Most of the time I was the only girl among four brothers. Crying and whining wasn’t really tolerated so I learned to adapt. I don’t know what it is or where it came from but the ability to pack my emotions away became second nature as if I was taking vacations left and right. The older I got the more I realized that it was okay to unpack and be in the moment. Getting in touch with my feelings isn’t a sign of weakness it’s a sign of strength.
Being open with myself and my emotions is like a superpower. I don’t solve all my problems but I do acknowledge that they’re there. I’m realizing that acknowledgment of emotions is important for getting through them. Whenever I get angry or overwhelmed or both I go through a series of events internally.
Why am I mad/sad/frustrated?
Why am I feeling the way I’m feeling is always my first question for myself. Growing up I was taught to think then act and adult me is questioning, “am I overthinking everything or being extra sensitive?” No matter if I’m being extra sensitive, my feelings are still valid.
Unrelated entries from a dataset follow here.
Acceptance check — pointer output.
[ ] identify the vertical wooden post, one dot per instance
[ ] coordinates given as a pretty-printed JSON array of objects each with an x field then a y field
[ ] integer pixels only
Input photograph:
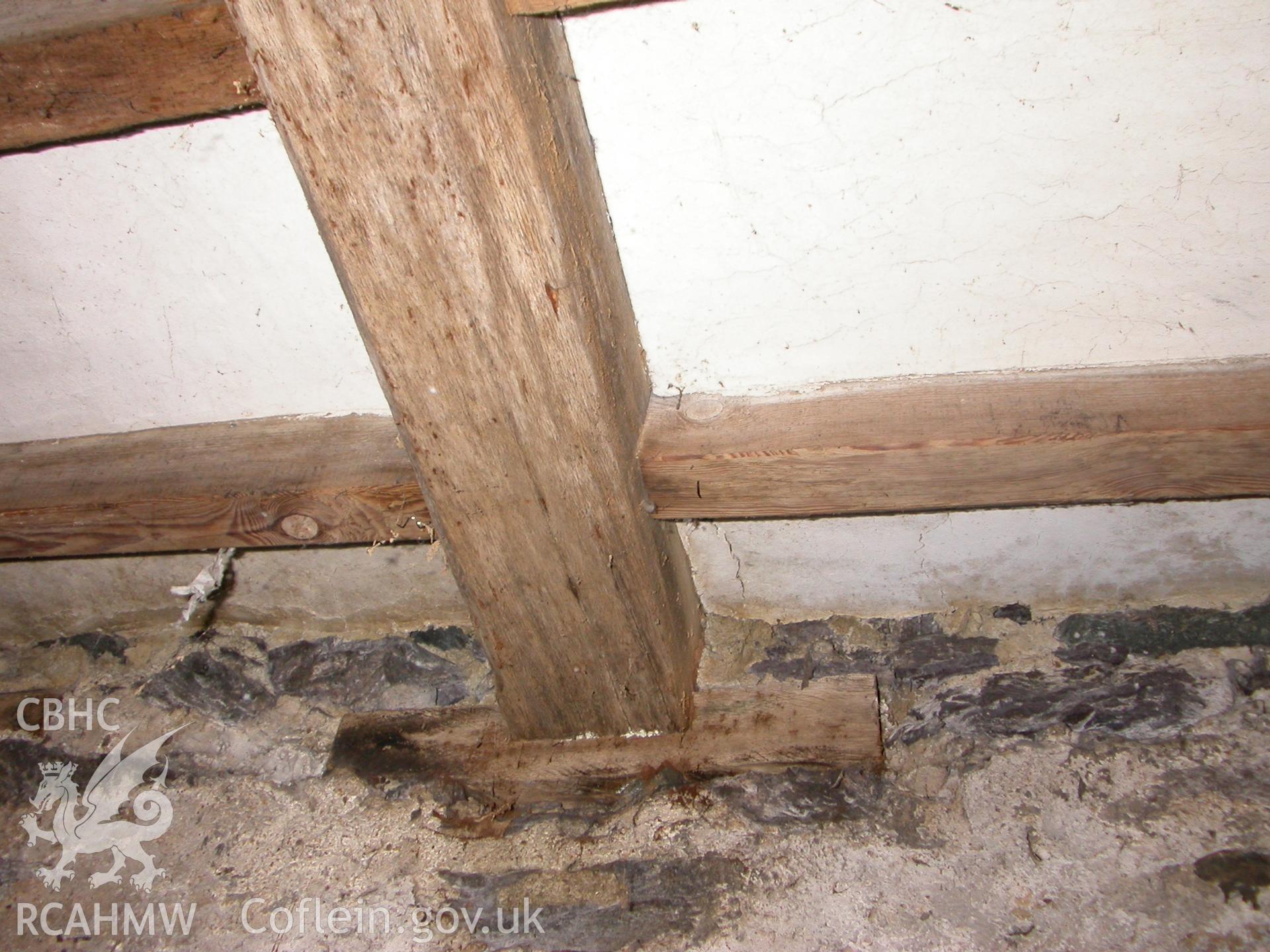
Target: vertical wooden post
[{"x": 446, "y": 157}]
Getting to the root of the issue before reacting though results in better resolutions most of the time.
Will I project this emotion?
Being super mad for someone being mean to me, in a public place will demolish my inner peace. It may feel good at the moment but at times my first reaction is the most draining and or damaging and won’t solve anything external or internal.
Will projecting this emotion right away solve the problem or will it just make me feel better?
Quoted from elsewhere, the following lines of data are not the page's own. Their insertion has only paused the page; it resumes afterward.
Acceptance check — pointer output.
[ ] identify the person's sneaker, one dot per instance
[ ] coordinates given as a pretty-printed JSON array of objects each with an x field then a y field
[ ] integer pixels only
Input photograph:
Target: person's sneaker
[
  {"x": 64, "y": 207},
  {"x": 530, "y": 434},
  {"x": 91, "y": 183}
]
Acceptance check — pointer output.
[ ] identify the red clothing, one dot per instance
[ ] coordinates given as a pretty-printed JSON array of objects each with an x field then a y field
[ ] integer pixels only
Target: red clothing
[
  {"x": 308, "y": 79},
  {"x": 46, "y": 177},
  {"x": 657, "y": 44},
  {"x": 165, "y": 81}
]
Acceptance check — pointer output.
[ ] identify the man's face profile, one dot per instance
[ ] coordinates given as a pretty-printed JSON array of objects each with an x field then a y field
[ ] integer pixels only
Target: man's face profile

My mom always tells me, “Don’t feed the animals.”In other words, I don’t have to show up to every conflict I’m invited to and I take heed to that. Sometimes people just want conflict because they want to project their problems onto you. Granted, some situations call for a quick reaction but it’s a rarity. I pick and choose which conflicts to show up to because I protect my peace at all costs. Solving the problem and feeling better right now may seem like the same goal. But sometimes we react to feel better right at the moment but though you feel better you still haven’t solved the problem. Feelings are not facts and winning arguments with feelings is hella temporary. Sometimes to find the most peaceful resolution it’s important to just stew in whatever I’m feeling until I can properly sort it out.
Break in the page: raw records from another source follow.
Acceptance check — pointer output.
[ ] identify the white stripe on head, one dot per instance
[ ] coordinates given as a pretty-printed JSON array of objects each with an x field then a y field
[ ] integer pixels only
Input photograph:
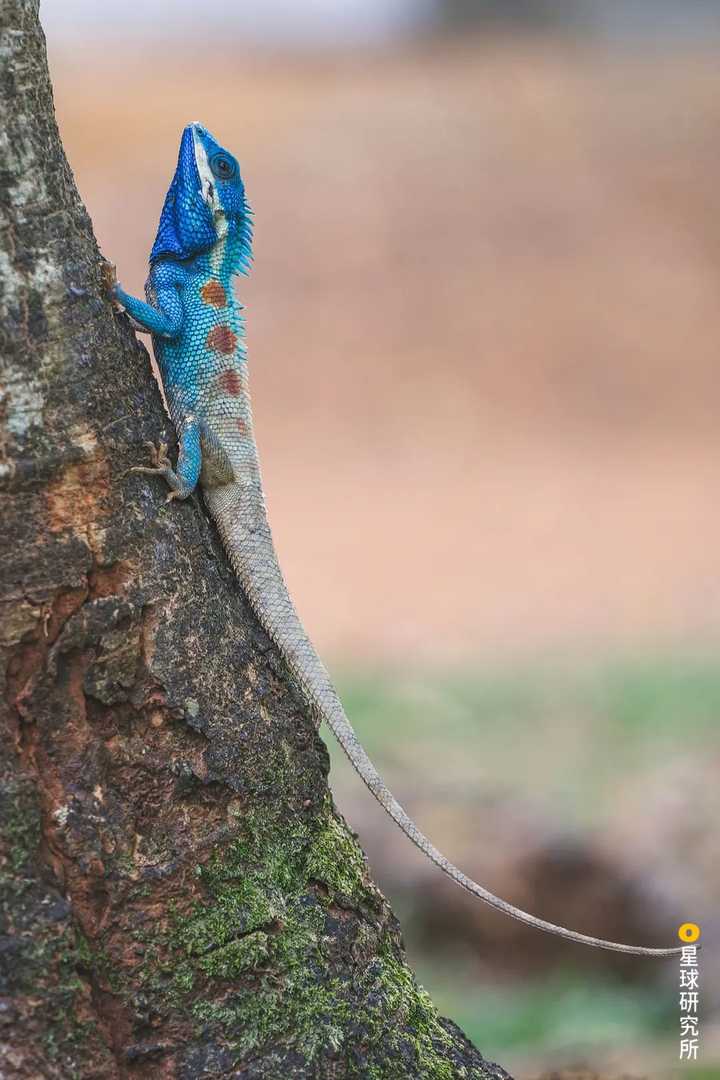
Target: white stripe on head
[{"x": 207, "y": 188}]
“Not my circus, not my monkey.” – Polish Proverb
What did I learn from this interaction?
By this time I have thought through the issue, the resolution, and I’ve come up with a reaction that I think is both emotionally mature and will bring me and the other person some kind of peace. Sometimes this does not mean that both parties are happy. Most of the time both parties will not be happy but resolving an issue rather I like the outcome or not usually lifts a weight off my shoulder as I don’t have to address it anymore. After the interaction is done I overthink a little bit about what happened. I question why it happened in the first place, what I learned, what I liked or didn’t like about the outcome, and last but most importantly, is it worth the time to keep thinking about it. Usually, thinking about it to the point where it becomes a problem again helps no one. Holding a grudge is like drinking poison and expecting to feel better. It’s annoying. My gray hairs may say otherwise, but my thought process has kept me grounded for some time. One of the most valuable things that Woodland Hills did for me was seeing that my middle school self couldn’t deal with her emotions on a mature level and put me in classes to teach me to be a mediator. But who knew the whole time that the most important mediation sessions would be with myself?